Pretty lame defense of Cardinal "Sean" akin to: Pope Alexander VI(Borgia) was a pope, therefore his greed and corruption was illusory.

James said...

Joe,
1) That's a preposterous excuse. There is nothing about the Franciscan spirituality that would make one less concerned with material things like taking care of low-paid former employees in their retirement and upholding his own promise to fund their pensions.

2) JPII appointed Roger Mahony too.

3) What aspect of Catholic ecclesiology promotes corruption? These are people in the positions. Canon law says they are supposed to take care of the temporal goods of the Church. I would accept that they are corrupt people, but don't see anything in the ecclesiology that encourages corruption.

Maria said...

I don't like saying this,but Pope Benedict permits this.

Joseph D'Hippolito said...

Let me explain my first post to my critics.

The first point about O'Malley's Franciscan roots was meant to be ironic. I seriously don't think St. Francis would have behaved the same way if faced with the same problem.

The second point about JPII appointing O'Malley says that, in the final analysis, the buck stops at the top. Yes, O'Malley is responsible for his decisions. But, ultimately, the Vatican is responsible for the bishops it appoints and for holding them accountable. O'Malley's case is another black mark against JPII and his aides.
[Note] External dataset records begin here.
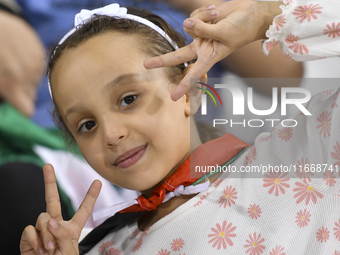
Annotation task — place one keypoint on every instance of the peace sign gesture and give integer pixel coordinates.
(51, 233)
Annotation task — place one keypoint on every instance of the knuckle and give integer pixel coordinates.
(52, 199)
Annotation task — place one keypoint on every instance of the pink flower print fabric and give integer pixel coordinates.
(305, 30)
(254, 244)
(222, 235)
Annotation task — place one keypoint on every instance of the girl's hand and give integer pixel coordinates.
(234, 24)
(51, 233)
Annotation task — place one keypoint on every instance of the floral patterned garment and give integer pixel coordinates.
(306, 30)
(276, 213)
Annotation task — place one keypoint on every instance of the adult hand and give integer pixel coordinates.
(234, 24)
(52, 234)
(22, 63)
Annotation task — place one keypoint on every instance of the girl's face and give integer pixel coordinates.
(120, 114)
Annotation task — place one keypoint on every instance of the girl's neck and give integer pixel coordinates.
(164, 209)
(150, 218)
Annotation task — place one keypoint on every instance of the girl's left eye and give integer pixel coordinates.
(127, 100)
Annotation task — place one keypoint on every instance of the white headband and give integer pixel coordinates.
(112, 10)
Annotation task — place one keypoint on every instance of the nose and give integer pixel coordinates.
(114, 133)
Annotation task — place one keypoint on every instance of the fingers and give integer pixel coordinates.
(30, 243)
(202, 9)
(197, 28)
(41, 225)
(196, 71)
(63, 237)
(20, 100)
(53, 207)
(206, 15)
(177, 57)
(87, 205)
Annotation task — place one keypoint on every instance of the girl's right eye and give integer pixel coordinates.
(87, 126)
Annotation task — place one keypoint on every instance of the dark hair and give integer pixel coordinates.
(98, 24)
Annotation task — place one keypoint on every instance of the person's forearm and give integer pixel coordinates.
(191, 5)
(11, 6)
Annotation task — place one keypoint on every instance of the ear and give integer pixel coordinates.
(193, 97)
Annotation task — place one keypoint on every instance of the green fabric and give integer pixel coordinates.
(19, 135)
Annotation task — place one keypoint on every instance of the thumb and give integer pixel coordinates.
(63, 238)
(198, 28)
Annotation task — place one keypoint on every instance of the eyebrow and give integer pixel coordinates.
(119, 80)
(107, 87)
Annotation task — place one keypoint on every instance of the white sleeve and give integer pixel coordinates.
(306, 30)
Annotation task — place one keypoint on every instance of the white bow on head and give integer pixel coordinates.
(110, 10)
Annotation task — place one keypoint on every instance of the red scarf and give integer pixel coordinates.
(212, 153)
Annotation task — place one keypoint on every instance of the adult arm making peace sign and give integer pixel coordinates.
(51, 233)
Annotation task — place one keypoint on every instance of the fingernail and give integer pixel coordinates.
(213, 13)
(53, 223)
(188, 23)
(50, 245)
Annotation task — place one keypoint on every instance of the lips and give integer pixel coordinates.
(130, 157)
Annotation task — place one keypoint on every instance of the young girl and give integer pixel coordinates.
(132, 133)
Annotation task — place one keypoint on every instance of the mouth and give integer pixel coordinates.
(130, 157)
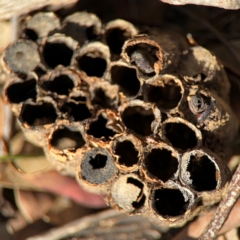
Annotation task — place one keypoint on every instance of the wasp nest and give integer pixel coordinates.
(136, 115)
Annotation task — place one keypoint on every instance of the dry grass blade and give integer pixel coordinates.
(224, 208)
(232, 4)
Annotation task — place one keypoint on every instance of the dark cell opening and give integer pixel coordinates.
(200, 77)
(40, 114)
(180, 136)
(143, 56)
(56, 54)
(141, 198)
(79, 33)
(99, 161)
(97, 166)
(202, 173)
(79, 98)
(61, 85)
(102, 99)
(169, 202)
(166, 97)
(138, 120)
(201, 106)
(92, 66)
(98, 129)
(127, 79)
(76, 111)
(161, 163)
(31, 34)
(64, 138)
(21, 91)
(128, 155)
(115, 39)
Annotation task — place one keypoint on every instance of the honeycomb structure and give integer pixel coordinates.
(134, 113)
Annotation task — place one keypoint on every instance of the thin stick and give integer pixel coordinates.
(224, 208)
(217, 33)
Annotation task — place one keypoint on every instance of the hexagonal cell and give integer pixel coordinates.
(138, 118)
(97, 166)
(61, 81)
(116, 33)
(128, 150)
(41, 24)
(58, 50)
(126, 78)
(99, 129)
(144, 53)
(82, 26)
(200, 171)
(76, 111)
(93, 59)
(161, 162)
(22, 56)
(128, 193)
(66, 137)
(165, 91)
(38, 113)
(181, 134)
(20, 90)
(171, 202)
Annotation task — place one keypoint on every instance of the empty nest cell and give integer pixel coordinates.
(143, 56)
(200, 105)
(60, 81)
(82, 26)
(76, 111)
(181, 134)
(91, 65)
(200, 171)
(99, 129)
(97, 166)
(161, 162)
(128, 193)
(22, 56)
(58, 50)
(67, 137)
(104, 94)
(20, 90)
(93, 59)
(165, 91)
(129, 150)
(38, 113)
(171, 202)
(138, 118)
(126, 78)
(41, 24)
(116, 33)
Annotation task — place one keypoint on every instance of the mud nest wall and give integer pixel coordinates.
(134, 113)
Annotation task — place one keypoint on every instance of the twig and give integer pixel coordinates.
(224, 208)
(217, 33)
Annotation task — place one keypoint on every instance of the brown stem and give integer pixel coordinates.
(224, 208)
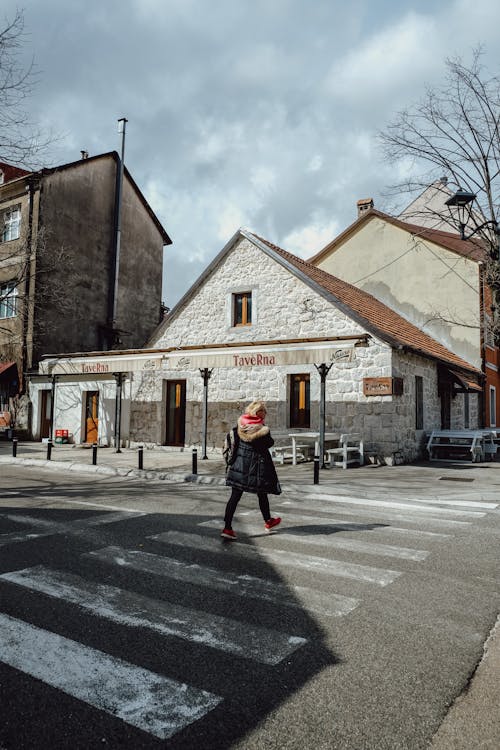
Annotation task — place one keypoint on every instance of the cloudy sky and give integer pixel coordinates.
(254, 113)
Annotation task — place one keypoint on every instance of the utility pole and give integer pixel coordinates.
(122, 123)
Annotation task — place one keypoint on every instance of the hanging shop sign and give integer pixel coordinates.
(383, 386)
(101, 366)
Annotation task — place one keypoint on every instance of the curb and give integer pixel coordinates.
(149, 474)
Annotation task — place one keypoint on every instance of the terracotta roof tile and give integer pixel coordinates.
(379, 318)
(472, 249)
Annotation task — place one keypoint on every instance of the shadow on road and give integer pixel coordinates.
(75, 542)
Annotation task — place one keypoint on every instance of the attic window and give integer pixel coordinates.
(242, 309)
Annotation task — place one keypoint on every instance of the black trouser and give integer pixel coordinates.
(235, 499)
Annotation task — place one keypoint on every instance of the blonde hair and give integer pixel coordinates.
(254, 407)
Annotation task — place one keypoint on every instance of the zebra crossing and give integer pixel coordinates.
(318, 534)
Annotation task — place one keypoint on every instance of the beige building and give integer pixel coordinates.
(73, 278)
(430, 277)
(262, 323)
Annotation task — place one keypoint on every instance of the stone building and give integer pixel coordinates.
(261, 323)
(432, 278)
(71, 277)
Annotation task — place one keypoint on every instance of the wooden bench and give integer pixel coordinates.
(350, 451)
(444, 445)
(282, 453)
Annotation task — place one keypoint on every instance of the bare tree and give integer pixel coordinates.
(20, 139)
(455, 131)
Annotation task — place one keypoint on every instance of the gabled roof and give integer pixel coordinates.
(78, 163)
(471, 249)
(114, 155)
(375, 317)
(10, 172)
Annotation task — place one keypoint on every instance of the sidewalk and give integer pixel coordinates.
(473, 721)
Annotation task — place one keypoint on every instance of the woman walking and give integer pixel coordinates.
(252, 469)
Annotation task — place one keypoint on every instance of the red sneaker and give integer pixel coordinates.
(228, 534)
(272, 523)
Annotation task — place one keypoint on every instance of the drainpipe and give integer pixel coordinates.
(483, 339)
(115, 267)
(31, 187)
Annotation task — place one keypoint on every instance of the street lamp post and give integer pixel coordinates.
(462, 201)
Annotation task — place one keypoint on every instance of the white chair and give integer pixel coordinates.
(350, 451)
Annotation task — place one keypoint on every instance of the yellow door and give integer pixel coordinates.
(91, 416)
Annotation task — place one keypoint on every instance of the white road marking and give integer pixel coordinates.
(387, 515)
(346, 525)
(455, 502)
(367, 502)
(148, 701)
(50, 526)
(312, 563)
(127, 608)
(100, 505)
(328, 605)
(334, 541)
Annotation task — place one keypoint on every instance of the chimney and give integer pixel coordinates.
(364, 205)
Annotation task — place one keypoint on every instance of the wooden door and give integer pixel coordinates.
(445, 407)
(300, 406)
(91, 416)
(176, 412)
(45, 409)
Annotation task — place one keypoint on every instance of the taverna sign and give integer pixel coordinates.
(178, 360)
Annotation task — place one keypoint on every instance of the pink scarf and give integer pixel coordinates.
(246, 420)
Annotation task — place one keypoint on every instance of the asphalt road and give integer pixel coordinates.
(127, 622)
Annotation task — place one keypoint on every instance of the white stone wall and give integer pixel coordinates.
(283, 308)
(282, 305)
(70, 404)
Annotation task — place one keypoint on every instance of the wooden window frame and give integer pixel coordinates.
(11, 224)
(303, 405)
(8, 300)
(419, 402)
(246, 309)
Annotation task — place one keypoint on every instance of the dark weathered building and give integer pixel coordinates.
(73, 277)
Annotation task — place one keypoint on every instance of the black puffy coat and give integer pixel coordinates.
(253, 469)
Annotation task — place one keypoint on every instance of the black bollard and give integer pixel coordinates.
(316, 469)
Regarding my final point: Perhaps "ecclesiology" is the wrong word. Nevertheless, the Catholic system of governance enables corruption because it inculcates an institutional attitude of arrogance, self-benightedness and entitlement in its prelates. Why do you think so many bishops throughout the world behave in basically the same way?

Remember, also, that the Pope is elected by the College of Cardinals...IOW, by people who are interested in preserving the current system because it protects their personal ambitions.

Maria, you have every reason for your misgivings.